Cevap çok basit; Asla ve hiç!
Halkın fakirini, özürlüsünü, muhtacını, inancını ve hatta dinini düşünen bu kadar büyük devlet var iken kimin ne derdi tasası kalabilir ki halkta!
Bunların hepsini yapabileceğine inandığın güçlere biat ettiğin anda ise bütün sorumluluklardan ve yüklerden nasılsa kurtarırız paçayı…
Devletin işi ne ki yapsın der, devlet getirsin der götürsün der. Devlette alır eline poşetleri götürür demokrasi ve gelecek adına evin kapısına kadar kahvelerde yatan eli kolu tutmaz zavallılara…
15 senelik esnaf, 14 sene boyunca ödemiş bağ kur primini, son 10 aydır işleri bozulmuş ödeyememiş primini. Olur ya oldu bile, ticaret bu iyi günde var kötü günde. Hanımı hastalanır esnafın, borcu var prim borcu 14 yıl ödedikleri yok sanki…
Muayene olamaz, kanserden ölür gider. Biat ettiğinde birileri sizin adına fakir bu dediğinde 25 yaşında taşı sıksa suyunu çıkaracak delikanlı elinde yeşil kart, doktorun kapısında kavgada, neden bana bakmıyorsun ul…n …
Sorumluluk almamış, sorumluluğu onun yerine nasılsa bir başkası almış, belediyeye gittiğinde fakir olduğu için hem yardım alabilen hem de su borcu affedilen bir siyaset anlayışı içinde biat etmek var iken neden itiraz edebilsin ki toplum? Biat ettiğinde nasılsa hak etmese de belediyede uygun bir iş bulunur kendisine…
Varsa akla uygun izah edecek dinlerim. Ama kendi bildiğim bu, biat ettiğinde her şey çok kolay…
Sorumluluğu bir yönetime bir iradeye almak yerine, sorumluluğu ve çözümü yaygınlaştıran devlet ve idare anlayışı günümüz dünyasında daha başarılı ve etkin olmaktadır. Halkın sorunlarını çözecek kurumlar yerine, halkın sorunlarını kendilerinin çözüm üretebileceği sivil toplum örgütleri yasal düzenlemeleri ve denetimi.
Çok biat etmek yerine, çok çalışmayı çok sorumluluk almayı ve en önemlisi devletin halkına güvenebileceği sistem.

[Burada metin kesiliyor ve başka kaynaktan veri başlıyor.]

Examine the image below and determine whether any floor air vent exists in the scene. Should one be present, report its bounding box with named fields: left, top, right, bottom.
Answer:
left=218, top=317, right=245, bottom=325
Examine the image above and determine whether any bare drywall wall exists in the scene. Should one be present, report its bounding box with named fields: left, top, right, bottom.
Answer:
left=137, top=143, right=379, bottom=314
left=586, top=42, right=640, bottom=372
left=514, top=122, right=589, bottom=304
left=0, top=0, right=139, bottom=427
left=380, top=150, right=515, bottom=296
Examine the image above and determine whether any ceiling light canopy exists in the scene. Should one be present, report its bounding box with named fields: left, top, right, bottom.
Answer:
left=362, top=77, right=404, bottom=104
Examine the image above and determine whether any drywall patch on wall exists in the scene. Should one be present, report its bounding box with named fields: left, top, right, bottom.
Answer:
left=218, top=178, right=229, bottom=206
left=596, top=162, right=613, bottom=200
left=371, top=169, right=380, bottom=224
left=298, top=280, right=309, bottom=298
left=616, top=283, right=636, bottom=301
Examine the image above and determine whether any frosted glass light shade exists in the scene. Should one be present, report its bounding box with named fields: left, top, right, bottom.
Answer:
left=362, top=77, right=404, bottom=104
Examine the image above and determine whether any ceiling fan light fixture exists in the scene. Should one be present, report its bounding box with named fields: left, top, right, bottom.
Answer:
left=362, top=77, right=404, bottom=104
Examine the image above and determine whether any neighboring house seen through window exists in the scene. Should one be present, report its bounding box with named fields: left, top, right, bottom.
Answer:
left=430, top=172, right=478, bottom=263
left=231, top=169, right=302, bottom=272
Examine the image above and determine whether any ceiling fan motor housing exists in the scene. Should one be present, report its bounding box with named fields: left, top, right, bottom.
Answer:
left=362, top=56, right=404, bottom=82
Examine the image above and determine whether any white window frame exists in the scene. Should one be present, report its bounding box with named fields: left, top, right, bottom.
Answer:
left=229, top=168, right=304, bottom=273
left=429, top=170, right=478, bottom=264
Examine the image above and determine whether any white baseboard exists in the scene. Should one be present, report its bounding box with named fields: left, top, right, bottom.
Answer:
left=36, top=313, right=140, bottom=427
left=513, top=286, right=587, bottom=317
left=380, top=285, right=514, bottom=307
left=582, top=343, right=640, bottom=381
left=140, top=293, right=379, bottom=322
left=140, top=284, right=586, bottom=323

Halkına güveni olmayan bürokratik karmaşıklık yerine, halkına vatandaş olabilme özgüveni ve sorumluğu yükleyebilmek olacaktır bu kadar karmaşık sorunlarımızın çözüm merkezi.
Bunu yapabilecek devlet, önce siyasi partiler yasasını, sonra seçim sistem ve barajlarını ve en sonunda herkesin ortak aklına uygun olabilecek hukuk ve adalet anlayışını oluşturduğunda başarılı olacaktır. Özünde doğru yasalar ile donatılmış sivil toplum kuruluşları (STK) ile halkın kendi sistemini kurup, bunların bizzat içinde olacağı, biat etmek yerine itiraz edebileceği noktadır bizi ilerilere götürecek sistem.
Biraz zor ve hayal gibi gözükebilir bunlar, ancak unutmayın ki hayal ile başlar gerçekler.